Dulu, pedangdut Hamdan ATT menahbiskan diri sebagai ”Orang Termiskin di Dunia”, lengkap dengan aksi panggung yang sendu dan mengharu-biru. Tak berselang lama, Iis Dahlia mencuat karena meratapi kekejaman ”Ibu Tiri”.
Kesenduan yang berlarat-larat itu berbuah prestasi yang terukur dari penjualan album yang mencapai ratusan ribu kopi. Masih di jalur serupa, Kristina justru mendulang keuntungan setelah ”Jatuh-Bangun”.
Kini, lagu-lagu dangdut bertema cinta, tak melulu menjadikan penyanyinya harus pura-pura merana.
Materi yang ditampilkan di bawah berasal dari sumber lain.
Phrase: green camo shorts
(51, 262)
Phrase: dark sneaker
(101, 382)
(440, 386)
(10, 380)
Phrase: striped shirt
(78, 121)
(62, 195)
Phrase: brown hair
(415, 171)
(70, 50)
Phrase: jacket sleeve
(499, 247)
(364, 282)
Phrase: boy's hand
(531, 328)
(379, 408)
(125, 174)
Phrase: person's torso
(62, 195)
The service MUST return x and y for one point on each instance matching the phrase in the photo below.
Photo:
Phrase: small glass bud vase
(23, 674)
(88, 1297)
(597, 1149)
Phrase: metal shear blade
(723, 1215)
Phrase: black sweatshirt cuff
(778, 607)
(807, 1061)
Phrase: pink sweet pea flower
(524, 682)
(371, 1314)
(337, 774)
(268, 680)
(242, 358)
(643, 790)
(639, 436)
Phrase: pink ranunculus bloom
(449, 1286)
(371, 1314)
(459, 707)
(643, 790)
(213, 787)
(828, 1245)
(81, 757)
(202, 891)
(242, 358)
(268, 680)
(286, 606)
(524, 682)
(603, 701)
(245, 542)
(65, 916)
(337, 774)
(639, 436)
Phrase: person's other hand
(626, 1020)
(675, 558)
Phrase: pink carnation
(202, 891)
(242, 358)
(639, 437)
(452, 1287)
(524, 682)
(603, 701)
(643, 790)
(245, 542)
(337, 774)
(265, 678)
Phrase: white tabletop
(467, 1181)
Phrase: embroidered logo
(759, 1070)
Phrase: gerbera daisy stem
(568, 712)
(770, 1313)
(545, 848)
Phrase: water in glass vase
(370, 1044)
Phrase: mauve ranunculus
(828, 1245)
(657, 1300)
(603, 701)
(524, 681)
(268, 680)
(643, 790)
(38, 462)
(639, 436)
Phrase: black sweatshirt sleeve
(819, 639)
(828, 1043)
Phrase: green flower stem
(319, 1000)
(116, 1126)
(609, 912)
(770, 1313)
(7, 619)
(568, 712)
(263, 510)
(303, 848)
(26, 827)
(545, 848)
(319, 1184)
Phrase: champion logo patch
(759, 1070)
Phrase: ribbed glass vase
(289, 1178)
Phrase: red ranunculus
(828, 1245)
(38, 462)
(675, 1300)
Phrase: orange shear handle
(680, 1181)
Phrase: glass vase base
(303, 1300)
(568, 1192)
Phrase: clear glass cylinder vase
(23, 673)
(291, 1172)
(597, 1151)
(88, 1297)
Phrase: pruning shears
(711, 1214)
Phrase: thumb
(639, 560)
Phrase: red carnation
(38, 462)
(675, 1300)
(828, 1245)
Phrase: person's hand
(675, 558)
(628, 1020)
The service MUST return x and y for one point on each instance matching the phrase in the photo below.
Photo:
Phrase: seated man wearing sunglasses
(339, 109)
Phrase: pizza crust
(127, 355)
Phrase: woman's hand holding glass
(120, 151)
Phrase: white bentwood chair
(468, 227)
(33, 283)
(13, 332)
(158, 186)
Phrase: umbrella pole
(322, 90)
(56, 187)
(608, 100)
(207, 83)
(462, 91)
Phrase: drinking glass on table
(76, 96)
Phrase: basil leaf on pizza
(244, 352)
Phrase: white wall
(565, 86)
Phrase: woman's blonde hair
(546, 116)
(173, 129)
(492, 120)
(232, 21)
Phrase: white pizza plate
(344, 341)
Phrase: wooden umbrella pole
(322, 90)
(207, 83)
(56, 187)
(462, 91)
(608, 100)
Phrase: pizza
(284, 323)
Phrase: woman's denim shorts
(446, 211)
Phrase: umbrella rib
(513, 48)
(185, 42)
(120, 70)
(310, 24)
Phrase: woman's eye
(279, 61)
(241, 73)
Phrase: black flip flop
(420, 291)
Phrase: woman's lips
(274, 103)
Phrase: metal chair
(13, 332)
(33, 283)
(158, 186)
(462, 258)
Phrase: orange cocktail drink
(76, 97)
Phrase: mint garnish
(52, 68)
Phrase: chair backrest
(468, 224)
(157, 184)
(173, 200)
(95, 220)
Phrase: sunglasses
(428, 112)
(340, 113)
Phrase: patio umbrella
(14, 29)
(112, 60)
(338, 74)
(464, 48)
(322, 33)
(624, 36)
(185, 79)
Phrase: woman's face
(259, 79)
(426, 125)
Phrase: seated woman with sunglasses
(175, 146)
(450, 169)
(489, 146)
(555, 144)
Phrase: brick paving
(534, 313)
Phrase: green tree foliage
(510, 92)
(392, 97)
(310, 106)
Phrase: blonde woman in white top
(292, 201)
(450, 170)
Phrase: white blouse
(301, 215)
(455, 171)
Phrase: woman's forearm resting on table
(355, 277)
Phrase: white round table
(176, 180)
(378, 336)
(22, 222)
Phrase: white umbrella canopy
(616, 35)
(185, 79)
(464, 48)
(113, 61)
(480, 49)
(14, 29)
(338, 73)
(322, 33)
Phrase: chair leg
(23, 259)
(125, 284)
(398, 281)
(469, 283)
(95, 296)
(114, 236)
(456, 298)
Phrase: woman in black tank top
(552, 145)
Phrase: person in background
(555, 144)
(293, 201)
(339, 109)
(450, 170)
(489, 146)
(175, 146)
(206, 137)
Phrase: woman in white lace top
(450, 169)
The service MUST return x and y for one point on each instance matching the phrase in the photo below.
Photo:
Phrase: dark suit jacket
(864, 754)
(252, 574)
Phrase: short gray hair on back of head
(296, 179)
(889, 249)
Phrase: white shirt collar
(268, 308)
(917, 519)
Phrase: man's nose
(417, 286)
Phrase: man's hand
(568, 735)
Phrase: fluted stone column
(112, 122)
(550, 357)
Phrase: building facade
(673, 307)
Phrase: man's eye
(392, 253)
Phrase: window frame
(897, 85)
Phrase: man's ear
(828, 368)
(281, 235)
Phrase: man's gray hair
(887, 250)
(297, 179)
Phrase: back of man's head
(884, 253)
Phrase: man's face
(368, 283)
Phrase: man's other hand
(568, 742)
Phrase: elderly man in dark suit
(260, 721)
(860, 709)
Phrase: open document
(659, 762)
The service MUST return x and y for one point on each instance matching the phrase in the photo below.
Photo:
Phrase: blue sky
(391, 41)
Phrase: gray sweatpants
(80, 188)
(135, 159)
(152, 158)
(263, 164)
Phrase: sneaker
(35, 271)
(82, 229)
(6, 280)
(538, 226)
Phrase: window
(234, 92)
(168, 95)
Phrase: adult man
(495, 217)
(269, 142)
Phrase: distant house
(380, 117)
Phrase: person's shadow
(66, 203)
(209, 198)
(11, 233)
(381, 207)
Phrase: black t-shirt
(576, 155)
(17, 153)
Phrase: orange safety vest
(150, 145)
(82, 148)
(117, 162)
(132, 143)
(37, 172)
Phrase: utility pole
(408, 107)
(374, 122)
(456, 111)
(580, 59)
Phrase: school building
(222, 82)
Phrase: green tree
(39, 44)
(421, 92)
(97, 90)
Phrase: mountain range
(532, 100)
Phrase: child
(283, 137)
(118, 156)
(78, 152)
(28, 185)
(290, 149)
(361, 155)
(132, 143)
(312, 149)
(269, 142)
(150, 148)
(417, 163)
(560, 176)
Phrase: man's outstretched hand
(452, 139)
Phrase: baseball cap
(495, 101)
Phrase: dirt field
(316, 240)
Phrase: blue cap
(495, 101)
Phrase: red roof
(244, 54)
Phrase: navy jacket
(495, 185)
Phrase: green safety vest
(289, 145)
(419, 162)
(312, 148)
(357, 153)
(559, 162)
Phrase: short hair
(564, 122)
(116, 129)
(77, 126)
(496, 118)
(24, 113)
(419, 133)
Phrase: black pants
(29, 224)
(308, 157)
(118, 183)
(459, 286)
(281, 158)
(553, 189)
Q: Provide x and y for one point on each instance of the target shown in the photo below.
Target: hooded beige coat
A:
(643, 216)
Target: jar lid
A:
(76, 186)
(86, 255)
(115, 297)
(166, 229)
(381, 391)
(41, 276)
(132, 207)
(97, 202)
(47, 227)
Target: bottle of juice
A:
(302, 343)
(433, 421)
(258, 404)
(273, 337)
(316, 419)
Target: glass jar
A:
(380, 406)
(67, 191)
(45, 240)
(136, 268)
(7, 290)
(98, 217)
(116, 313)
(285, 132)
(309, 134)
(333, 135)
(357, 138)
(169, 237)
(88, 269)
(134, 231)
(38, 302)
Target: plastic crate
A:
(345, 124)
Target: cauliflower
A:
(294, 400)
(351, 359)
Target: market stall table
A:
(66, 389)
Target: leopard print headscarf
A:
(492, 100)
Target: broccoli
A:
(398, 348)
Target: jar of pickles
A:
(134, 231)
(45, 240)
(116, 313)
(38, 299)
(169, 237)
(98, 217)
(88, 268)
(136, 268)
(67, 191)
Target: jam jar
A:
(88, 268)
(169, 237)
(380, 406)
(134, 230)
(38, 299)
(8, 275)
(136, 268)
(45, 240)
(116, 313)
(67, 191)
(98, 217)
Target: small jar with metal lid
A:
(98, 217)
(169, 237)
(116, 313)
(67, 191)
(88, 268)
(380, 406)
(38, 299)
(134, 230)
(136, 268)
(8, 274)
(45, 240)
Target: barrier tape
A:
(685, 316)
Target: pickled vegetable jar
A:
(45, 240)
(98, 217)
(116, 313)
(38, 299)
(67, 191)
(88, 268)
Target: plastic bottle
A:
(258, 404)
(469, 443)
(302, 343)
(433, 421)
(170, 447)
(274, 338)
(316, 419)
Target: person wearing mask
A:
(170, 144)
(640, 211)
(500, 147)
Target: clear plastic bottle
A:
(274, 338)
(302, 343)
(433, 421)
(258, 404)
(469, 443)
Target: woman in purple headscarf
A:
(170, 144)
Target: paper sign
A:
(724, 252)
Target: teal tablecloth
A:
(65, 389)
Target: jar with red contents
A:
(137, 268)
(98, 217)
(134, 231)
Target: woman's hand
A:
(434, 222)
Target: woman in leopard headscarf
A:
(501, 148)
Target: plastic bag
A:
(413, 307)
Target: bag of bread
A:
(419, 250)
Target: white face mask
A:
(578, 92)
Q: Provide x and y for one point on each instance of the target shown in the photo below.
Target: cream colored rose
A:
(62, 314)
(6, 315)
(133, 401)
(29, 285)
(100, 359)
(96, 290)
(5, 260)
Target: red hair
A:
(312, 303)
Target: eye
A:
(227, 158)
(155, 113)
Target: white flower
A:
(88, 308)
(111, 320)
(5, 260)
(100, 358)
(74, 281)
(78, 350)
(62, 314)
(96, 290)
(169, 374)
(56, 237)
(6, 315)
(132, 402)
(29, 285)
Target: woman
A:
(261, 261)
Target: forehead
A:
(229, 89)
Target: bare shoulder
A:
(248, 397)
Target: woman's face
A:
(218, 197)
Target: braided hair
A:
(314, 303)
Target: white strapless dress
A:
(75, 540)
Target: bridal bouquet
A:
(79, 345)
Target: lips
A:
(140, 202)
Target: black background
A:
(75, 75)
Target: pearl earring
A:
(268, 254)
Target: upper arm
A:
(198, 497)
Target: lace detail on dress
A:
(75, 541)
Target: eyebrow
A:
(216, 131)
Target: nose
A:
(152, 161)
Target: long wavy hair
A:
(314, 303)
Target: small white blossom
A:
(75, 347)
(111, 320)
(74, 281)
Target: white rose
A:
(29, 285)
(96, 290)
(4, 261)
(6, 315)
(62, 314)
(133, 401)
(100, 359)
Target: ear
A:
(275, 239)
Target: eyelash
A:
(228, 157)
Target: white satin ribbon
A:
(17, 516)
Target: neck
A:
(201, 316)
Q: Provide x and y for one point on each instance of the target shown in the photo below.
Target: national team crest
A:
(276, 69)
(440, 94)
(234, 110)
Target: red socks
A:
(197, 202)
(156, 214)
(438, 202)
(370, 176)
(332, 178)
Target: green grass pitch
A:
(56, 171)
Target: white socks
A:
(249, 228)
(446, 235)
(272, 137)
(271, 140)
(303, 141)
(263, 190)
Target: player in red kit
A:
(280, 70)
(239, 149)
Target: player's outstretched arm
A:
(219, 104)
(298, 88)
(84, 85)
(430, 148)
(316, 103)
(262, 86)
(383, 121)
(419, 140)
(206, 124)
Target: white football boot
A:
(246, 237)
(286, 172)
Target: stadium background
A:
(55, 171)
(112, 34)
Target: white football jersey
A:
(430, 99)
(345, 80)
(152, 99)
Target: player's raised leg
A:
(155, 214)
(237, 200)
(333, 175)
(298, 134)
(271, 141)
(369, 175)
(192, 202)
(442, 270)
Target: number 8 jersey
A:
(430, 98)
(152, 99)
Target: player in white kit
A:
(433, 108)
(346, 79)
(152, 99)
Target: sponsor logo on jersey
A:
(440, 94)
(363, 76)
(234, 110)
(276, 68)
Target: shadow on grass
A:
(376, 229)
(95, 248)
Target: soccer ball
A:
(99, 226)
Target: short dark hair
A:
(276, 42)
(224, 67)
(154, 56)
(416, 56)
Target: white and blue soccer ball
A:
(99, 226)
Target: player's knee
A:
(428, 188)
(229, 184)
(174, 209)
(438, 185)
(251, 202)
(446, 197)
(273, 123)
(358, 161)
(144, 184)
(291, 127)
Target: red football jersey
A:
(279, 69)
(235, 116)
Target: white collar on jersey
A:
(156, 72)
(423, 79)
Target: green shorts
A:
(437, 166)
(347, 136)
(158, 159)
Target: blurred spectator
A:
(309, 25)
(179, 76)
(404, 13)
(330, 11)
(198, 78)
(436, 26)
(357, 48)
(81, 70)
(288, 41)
Tak perlu jadi orang termiskin di dunia atau pun jatuh bangun, untuk mendapatkan dukungan dari ratusan ribu atau bahkan jutaan penggemar. Setidaknya, hal itu disadari betul oleh Raja Dangdut Rhoma Irama saat mengantar putranya Ridho Rhoma untuk ikut terjun ke belantara dangdut.
Ya, muda, stilis, energetik, dan dilingkupi aura kebintangan, barangkali itulah keberuntungan Ridho Rhoma. Tak perlu menunggu lama, kaum muda segera saja terpesona. Tangga lagu yang didominasi band-band beraliran pop Melayu, perlahan mulai tersentuh geliat musik dangdut yang berkawin dengan racikan sweet rock. Meski muncul dengan lagu yang lagi-lagi penuh kesenduan, Rhido Rhoma bersama Sonet 2 Band memunculkan kegenitan tersendiri.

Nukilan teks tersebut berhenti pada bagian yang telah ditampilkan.